In fact, when I arrived, the one guy there not dressed in the official uniform of the Baseball Winter Meetings — shirt open at the collar, navy blazer, khakis or pressed jeans, tasseled loafers (or cowboy boots, if you represent the Diamondbacks or one of the Pioneer League teams) — was standing near the podium. He was holding a maple bat, which was barely recognizable because it was still in one piece, and using esoteric expressions that would have blown Yogi Berra’s mind, such as “slope of the grain.”

“I’m off to see if I can find a sandwich for under $45,” said one of the baseball writers, who must have been representing the Pioneer League, too, or he wouldn’t have been worried about the Bellagio’s sky box prices for a ham on rye.

You could barely navigate the casino because there were little groups of baseball people huddled in conversation blocking every main passageway to where they were making the $45 sandwiches. They looked like the manager, the battery and a couple of middle infielders deciding if they wanted to pitch to Manny, or walk him and take their chances with Andre Ethier. The Bellagio should have hired Bruce Froemming to break things up.

At the Baccarat Bar, I saw a guy I assumed to be a reporter because he was scribbling in a notebook, chatting with a guy I assumed to be a baseball executive because he was wearing a navy blazer and pressed jeans. Maybe this was Slap Maxwell, getting the scoop on this year’s Brock-for-Broglio trade. Or maybe he was just confirming the number of bobblehead giveaways or fireworks extravaganzas, because then I noticed the reporter was wearing a backpack, like they do in the Pioneer League.

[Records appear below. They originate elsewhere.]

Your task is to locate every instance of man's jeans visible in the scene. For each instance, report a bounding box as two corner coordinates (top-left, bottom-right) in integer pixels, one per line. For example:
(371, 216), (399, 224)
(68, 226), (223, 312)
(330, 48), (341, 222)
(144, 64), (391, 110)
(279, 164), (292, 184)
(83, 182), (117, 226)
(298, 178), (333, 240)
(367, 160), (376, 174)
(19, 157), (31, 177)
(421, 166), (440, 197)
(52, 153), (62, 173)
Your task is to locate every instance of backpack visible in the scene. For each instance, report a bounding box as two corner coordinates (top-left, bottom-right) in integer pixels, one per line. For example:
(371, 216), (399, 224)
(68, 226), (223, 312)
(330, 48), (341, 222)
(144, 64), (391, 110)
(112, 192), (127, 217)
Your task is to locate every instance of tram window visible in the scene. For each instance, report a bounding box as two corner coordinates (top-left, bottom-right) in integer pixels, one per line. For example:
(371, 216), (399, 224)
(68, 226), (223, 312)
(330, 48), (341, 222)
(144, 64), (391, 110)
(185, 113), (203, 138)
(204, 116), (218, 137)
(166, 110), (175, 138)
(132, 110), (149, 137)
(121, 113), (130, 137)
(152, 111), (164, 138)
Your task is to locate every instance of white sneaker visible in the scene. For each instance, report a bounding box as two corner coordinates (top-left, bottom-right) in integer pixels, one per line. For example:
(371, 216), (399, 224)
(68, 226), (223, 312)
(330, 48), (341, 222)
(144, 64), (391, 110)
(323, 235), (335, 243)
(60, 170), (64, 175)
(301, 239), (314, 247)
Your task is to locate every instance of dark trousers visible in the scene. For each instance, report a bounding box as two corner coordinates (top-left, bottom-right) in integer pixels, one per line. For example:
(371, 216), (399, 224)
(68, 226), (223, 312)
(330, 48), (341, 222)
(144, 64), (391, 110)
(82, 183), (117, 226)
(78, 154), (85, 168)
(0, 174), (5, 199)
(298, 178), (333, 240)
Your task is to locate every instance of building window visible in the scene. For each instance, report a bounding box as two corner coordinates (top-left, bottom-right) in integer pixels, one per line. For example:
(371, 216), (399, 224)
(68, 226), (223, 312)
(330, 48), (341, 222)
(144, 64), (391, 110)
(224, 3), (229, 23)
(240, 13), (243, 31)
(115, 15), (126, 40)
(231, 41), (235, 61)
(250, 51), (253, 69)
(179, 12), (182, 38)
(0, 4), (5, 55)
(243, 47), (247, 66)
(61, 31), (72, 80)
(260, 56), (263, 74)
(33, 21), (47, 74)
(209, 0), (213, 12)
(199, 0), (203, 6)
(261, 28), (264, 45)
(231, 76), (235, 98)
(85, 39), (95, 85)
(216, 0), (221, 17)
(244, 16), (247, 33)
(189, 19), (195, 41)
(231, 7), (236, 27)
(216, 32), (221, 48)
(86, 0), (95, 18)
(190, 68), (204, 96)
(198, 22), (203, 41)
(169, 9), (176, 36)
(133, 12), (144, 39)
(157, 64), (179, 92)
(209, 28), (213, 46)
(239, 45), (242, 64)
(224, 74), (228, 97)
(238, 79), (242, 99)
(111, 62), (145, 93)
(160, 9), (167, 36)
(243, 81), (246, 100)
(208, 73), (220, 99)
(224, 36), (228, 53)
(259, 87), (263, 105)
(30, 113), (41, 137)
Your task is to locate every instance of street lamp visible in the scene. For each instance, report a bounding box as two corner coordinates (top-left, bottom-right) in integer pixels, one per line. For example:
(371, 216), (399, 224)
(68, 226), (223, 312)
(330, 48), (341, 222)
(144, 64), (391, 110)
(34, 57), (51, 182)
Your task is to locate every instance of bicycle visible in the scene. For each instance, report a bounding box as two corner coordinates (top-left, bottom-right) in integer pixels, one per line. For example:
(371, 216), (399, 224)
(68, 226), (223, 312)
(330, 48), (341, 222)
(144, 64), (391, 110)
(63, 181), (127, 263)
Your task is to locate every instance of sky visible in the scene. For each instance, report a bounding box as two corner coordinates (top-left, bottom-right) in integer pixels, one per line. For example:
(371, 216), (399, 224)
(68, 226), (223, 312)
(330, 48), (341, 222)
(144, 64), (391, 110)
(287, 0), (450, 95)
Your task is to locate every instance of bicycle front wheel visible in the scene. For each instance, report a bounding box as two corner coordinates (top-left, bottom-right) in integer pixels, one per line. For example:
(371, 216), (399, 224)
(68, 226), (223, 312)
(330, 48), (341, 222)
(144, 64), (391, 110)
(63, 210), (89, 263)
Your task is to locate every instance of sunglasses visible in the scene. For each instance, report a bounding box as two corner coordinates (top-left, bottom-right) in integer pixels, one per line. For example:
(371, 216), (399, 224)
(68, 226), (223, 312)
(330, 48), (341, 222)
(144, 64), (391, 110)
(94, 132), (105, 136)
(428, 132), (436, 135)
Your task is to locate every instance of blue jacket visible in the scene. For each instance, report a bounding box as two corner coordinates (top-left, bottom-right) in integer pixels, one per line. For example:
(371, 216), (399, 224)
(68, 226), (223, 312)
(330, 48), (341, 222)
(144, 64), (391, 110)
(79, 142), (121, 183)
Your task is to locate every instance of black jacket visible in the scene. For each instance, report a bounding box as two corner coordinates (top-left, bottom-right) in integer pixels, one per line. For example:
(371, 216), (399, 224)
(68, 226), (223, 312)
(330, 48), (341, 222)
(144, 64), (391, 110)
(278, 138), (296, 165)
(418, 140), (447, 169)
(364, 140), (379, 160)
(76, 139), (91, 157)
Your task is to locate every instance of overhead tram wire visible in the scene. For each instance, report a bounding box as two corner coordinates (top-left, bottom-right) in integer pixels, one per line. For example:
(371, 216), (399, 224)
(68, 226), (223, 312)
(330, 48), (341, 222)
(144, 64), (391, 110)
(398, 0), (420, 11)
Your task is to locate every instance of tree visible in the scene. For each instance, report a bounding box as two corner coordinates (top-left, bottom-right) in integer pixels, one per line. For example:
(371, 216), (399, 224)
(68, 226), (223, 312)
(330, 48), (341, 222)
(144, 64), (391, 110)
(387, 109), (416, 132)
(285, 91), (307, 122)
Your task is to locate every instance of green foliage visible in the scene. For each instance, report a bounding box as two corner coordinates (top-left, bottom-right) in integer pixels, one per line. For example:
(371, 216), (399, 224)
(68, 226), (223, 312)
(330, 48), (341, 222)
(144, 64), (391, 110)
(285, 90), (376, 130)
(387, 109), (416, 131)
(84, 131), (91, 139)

I saw Russ Langer, the fine Las Vegas 51s radio broadcaster, standing in front of a pretentious shop with an Italian name, craning his neck left and right, as if he had just swiped a candy bar from the newsstand and was keeping an eye out for security — or Bruce Froemming. Actually, this is what baseball people call “networking.” A lot of them were doing it.

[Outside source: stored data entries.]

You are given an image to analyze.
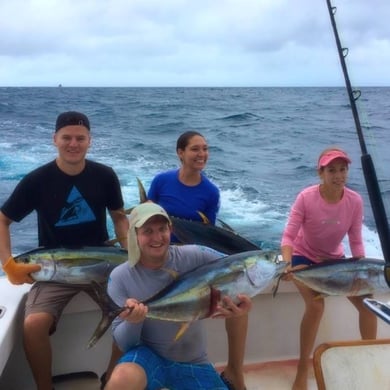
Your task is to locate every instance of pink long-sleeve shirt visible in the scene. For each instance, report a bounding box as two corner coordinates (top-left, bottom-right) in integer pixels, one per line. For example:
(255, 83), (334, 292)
(281, 184), (365, 262)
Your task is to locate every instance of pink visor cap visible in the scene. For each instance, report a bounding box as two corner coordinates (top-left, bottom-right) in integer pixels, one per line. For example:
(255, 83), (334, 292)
(318, 150), (351, 169)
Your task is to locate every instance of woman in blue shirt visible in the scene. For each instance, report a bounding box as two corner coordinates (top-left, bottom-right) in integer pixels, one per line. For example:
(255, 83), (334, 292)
(148, 131), (247, 390)
(148, 130), (220, 224)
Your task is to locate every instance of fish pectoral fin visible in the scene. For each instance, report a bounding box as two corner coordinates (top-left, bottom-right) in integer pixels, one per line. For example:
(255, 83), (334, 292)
(174, 322), (192, 341)
(214, 270), (243, 286)
(272, 275), (283, 298)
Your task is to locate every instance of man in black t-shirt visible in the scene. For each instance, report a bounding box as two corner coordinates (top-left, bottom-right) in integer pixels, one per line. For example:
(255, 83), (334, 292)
(0, 111), (128, 390)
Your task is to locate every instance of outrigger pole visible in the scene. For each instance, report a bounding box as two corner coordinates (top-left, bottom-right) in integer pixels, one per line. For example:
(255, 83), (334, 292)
(325, 0), (390, 286)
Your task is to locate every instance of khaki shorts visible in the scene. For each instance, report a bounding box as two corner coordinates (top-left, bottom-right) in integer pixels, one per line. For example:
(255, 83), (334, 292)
(25, 282), (89, 333)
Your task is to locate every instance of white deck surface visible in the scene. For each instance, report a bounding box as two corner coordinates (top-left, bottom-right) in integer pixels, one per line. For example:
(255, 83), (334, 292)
(51, 360), (318, 390)
(2, 277), (390, 390)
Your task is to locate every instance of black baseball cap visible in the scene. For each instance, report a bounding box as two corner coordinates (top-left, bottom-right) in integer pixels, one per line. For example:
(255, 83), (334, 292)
(55, 111), (90, 132)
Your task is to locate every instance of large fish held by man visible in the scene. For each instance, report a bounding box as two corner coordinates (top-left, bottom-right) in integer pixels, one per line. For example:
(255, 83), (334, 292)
(143, 249), (285, 321)
(14, 245), (128, 348)
(14, 246), (128, 284)
(88, 249), (287, 347)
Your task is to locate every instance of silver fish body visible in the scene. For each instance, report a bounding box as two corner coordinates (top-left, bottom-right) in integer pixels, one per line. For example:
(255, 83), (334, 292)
(144, 250), (286, 321)
(291, 258), (389, 296)
(14, 246), (128, 349)
(15, 246), (128, 284)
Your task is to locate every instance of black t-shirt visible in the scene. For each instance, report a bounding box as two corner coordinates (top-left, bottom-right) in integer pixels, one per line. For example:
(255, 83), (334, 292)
(1, 160), (124, 247)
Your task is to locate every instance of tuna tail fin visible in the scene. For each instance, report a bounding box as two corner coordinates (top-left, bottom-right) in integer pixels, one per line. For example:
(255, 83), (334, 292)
(84, 281), (123, 349)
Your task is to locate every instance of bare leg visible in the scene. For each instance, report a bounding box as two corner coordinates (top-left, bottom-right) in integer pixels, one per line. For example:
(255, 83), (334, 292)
(102, 342), (123, 387)
(105, 362), (146, 390)
(348, 295), (377, 339)
(292, 283), (325, 390)
(222, 314), (248, 390)
(23, 312), (55, 390)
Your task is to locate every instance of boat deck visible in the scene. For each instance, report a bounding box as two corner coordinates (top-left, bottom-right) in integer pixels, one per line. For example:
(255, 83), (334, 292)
(241, 360), (317, 390)
(2, 278), (390, 390)
(52, 360), (317, 390)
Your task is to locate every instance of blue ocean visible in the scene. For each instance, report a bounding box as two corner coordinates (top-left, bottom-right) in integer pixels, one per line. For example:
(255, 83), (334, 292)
(1, 87), (390, 259)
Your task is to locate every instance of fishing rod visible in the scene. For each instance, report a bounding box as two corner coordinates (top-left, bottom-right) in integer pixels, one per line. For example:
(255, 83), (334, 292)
(325, 0), (390, 287)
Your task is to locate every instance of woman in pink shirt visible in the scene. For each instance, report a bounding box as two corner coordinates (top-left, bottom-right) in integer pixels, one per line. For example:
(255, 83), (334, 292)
(281, 147), (377, 390)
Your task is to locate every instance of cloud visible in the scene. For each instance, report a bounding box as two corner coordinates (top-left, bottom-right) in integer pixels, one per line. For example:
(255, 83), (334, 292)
(0, 0), (389, 86)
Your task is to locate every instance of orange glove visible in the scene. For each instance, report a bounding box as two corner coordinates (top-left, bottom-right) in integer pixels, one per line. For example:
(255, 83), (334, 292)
(2, 256), (41, 285)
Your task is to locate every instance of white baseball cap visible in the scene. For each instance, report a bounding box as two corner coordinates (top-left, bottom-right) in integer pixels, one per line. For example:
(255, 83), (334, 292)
(127, 203), (171, 266)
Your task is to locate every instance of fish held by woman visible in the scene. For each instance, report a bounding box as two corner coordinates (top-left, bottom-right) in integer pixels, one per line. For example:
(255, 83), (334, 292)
(132, 177), (261, 254)
(170, 216), (261, 254)
(288, 258), (389, 297)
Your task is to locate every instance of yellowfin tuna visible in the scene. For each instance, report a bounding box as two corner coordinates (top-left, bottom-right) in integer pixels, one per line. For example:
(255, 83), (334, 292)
(144, 250), (285, 321)
(15, 246), (128, 284)
(291, 258), (388, 297)
(88, 250), (286, 347)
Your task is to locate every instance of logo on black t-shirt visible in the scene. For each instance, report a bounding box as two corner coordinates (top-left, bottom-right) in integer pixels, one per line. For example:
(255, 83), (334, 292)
(55, 186), (96, 227)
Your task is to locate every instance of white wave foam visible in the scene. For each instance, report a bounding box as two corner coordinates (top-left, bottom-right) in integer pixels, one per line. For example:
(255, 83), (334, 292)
(343, 225), (384, 259)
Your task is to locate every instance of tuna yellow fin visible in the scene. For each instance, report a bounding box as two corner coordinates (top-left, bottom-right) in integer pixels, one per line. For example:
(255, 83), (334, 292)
(197, 211), (210, 224)
(174, 322), (191, 341)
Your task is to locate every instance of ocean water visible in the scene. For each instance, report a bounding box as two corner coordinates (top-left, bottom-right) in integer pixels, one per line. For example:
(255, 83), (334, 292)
(1, 87), (390, 259)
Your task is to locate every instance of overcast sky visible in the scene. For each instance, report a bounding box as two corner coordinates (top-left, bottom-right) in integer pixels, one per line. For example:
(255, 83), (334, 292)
(1, 0), (389, 87)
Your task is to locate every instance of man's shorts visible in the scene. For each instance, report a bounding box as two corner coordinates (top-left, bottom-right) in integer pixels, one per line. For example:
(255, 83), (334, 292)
(25, 281), (87, 334)
(118, 345), (228, 390)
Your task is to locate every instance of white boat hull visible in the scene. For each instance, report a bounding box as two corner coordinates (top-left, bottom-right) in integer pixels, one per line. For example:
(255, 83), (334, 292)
(1, 277), (390, 389)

After lunch, I saw Ozzie Guillen, the colorful White Sox manager from Venezuela, holding court in the back of the media room, because this is what Ozzie does. His hands and arms were flailing like a third-base coach during a late-inning rally. He said he didn’t like the idea of the Chisox moving their Cactus League digs from Tucson to Glendale, Ariz., because his wife could get a direct flight from Miami to Phoenix, and that it was going to cost him $30,000, because his wife will fly only first class. He was saying it like only Ozzie can, which made it funnier.

I saw the baseball writers refuse to ask Dodgers manager Joe Torre a single question during his “informal” news conference, then descend upon him like a horde of locusts when he stepped from the dais. This is what baseball writers do. They don’t want to share the skipper’s answers to their compelling questions with other baseball writers, so they form a rugby scrum around him, holding their little tape recorders in the air from the back of the pile, hoping they might somehow pick up a sound bite that nobody else will use.

I saw a young man named Mark Sherfey, who traveled alone all the way from Bowling Green, Ky., wait more than an hour for the rugby scrum around Torre to break up so he could collect his autograph, which seemed a little extreme, until you consider that Mark is a senior at Western Kentucky, whose mascot is a hand waving a towel.

And I saw the joy in an old man’s eyes when he retold the story of a chance meeting with his boyhood idol on Monday. Robin Roberts is 82 now, but the two old men talked for 15 minutes about how today’s players don’t respect the game, and although the first old man knew that, hearing it from No. 36 on the Phillies made it seem like a revelation.

I was beginning to think the Baseball Winter Meetings aren’t such a waste of time after all when a booming voice said the Orioles and the Phillies would “announce something” in 15 minutes.

Is this anything? It sure sounded like it.

It was a trade. Ramon Hernandez, described as a veteran catcher, for Ryan Freel, described as a utility infielder, and two minor leaguers, described as minor leaguers.

They would have been better off announcing where to get a sandwich for under $45. Now that would have been something.